67.9.5 Investigations
- Ultrasound: solid hypoechoic nodule with microcalcifications.
- FNAC: gold standard for cytological diagnosis.
- Thyroid function tests: usually normal.
- Thyroglobulin: tumour marker in differentiated cancers.
67.9.6 Management
- Surgery: near-total or total thyroidectomy.
- Radioiodine ablation for residual tissue or metastases.
- Thyroxine suppression therapy to prevent TSH stimulation.
- Long-term follow-up with thyroglobulin levels and imaging.

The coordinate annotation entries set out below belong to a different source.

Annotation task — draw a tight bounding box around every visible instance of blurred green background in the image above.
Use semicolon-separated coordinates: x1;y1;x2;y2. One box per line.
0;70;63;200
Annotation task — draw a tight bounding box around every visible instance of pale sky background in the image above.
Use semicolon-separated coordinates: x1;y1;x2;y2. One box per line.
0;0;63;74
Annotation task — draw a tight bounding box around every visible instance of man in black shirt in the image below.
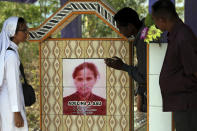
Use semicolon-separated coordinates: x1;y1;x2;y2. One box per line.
105;7;147;112
152;0;197;131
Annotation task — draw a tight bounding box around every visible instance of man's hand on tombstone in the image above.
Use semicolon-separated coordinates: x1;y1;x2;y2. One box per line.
105;56;125;70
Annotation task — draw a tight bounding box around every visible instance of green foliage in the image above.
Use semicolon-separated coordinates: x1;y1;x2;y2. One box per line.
144;13;154;27
82;0;148;38
0;0;183;129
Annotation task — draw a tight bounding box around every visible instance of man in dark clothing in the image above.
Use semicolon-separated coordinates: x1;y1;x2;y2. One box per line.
105;7;147;112
152;0;197;131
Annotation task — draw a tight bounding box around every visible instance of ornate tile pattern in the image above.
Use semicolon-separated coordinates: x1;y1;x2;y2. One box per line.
41;40;131;131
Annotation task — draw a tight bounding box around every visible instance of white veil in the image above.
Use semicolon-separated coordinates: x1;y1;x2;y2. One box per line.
0;16;18;88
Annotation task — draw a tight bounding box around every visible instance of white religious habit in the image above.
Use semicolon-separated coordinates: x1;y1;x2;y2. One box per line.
0;17;28;131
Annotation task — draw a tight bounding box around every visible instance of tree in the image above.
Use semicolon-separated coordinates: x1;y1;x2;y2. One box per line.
82;0;148;38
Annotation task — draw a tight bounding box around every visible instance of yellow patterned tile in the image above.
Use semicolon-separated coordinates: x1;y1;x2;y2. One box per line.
42;115;63;131
107;87;131;115
85;116;107;131
41;87;63;115
61;40;85;58
107;116;130;131
41;59;62;87
63;115;86;131
41;40;62;58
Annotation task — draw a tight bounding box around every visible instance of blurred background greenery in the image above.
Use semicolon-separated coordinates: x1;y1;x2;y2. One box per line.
0;0;184;131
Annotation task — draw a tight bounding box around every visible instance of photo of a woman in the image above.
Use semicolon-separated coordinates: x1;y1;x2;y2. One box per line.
63;59;106;115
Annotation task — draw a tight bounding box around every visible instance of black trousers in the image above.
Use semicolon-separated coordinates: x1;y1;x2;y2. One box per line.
173;111;197;131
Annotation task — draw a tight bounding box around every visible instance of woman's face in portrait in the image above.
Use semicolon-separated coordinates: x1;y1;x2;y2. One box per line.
74;67;96;94
15;23;29;42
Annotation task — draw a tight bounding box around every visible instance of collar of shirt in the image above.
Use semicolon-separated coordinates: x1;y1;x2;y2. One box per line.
167;19;183;44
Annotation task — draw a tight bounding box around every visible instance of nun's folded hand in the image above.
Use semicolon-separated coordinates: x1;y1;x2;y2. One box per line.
105;56;125;70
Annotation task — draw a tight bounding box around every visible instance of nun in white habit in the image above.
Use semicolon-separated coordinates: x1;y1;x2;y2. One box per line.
0;17;28;131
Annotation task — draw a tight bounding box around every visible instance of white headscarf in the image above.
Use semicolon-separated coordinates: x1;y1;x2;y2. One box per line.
0;16;18;88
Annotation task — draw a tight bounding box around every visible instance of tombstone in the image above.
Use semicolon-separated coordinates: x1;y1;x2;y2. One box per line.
30;0;133;131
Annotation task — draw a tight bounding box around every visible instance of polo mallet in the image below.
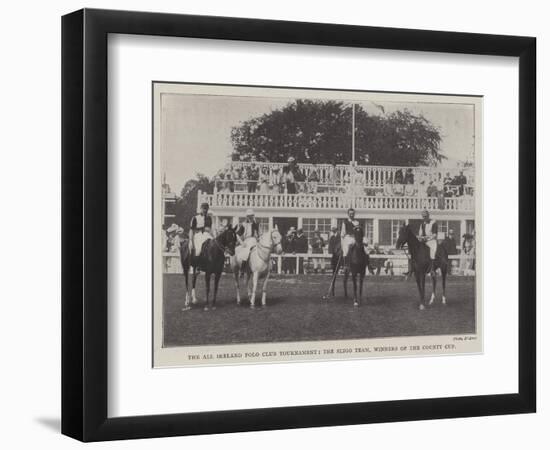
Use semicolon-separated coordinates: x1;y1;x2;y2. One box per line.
323;251;344;300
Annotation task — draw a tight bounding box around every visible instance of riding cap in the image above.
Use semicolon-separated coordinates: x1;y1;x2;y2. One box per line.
166;223;179;233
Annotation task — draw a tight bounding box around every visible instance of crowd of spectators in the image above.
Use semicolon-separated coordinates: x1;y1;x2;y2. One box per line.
215;157;472;200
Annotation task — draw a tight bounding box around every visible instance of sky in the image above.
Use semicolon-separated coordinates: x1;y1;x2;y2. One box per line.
161;94;474;193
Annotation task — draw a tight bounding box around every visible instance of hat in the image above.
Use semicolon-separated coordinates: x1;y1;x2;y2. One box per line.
166;223;179;233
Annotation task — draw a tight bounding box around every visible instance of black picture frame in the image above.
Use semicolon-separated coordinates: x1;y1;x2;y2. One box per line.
62;9;536;441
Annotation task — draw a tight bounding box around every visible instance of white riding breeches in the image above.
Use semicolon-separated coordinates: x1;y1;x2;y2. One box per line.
342;234;355;258
193;231;212;256
235;237;258;264
426;239;437;259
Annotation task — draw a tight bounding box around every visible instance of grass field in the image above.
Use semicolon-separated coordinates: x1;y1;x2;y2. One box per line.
164;274;475;347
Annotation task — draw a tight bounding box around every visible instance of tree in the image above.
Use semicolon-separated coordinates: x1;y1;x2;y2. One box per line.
231;100;444;166
175;173;214;230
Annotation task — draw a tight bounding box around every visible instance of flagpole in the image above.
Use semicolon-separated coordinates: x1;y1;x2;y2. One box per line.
351;103;355;162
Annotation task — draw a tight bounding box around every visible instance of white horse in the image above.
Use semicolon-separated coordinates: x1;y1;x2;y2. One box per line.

67.10 Investigations in Suspected Thyroid Disorders
| Investigation | Purpose |
|---|---|
| Serum TSH and free T4 | Assess functional status |
| Thyroid antibodies | Autoimmune thyroid disease |
| Ultrasound scan | Structure, nodules, cysts |
| Radioiodine uptake scan | Evaluate the function and nodules |
| FNAC | Cytological diagnosis |
| Newborn screening | Early detection of congenital hypothyroidism |
67.11 Key Points in Paediatric Thyroid Disorders
- Early detection and treatment of congenital hypothyroidism are crucial for preventing irreversible brain damage.
- Autoimmune thyroiditis is the most common cause of acquired hypothyroidism in children.
- Graves’ disease is the leading cause of paediatric hyperthyroidism.
- Thyroid nodules in children should be thoroughly evaluated due to a higher risk of malignancy.
- Long-term follow-up with growth and developmental monitoring is essential in all thyroid disorders.
67.12 Summary Table
| Disorder | Key Features | Diagnostic Findings | Main Treatment |
|---|---|---|---|
| Congenital Hypothyroidism | Prolonged jaundice, macroglossia, poor growth | ↑TSH, ↓T4 | Levothyroxine 10–15 µg/kg/day |
| Hashimoto’s Thyroiditis | Goitre, growth failure, and autoimmune markers | ↑TSH, anti-TPO + | Levothyroxine |
| Graves’ Disease | Weight loss, tachycardia, exophthalmos | ↓TSH, ↑T3/T4, TRAb + | Carbimazole ± β-blockers |
| Goitre (Iodine Deficiency) | Diffuse neck swelling | Normal or ↑TSH | Iodine or thyroxine |
| Thyroid Cancer | Solitary firm nodule | FNAC positive | Surgery ± radioiodine |
67.13 Suggested Reading
- Nelson Textbook of Paediatrics, 22nd Edition.
- Sperling MA. Pediatric Endocrinology, 5th Edition.
- WHO. Guidelines for the Management of Thyroid Disorders in Children.
- ESPE (European Society for Paediatric Endocrinology) Clinical Practice Recommendations, 2023.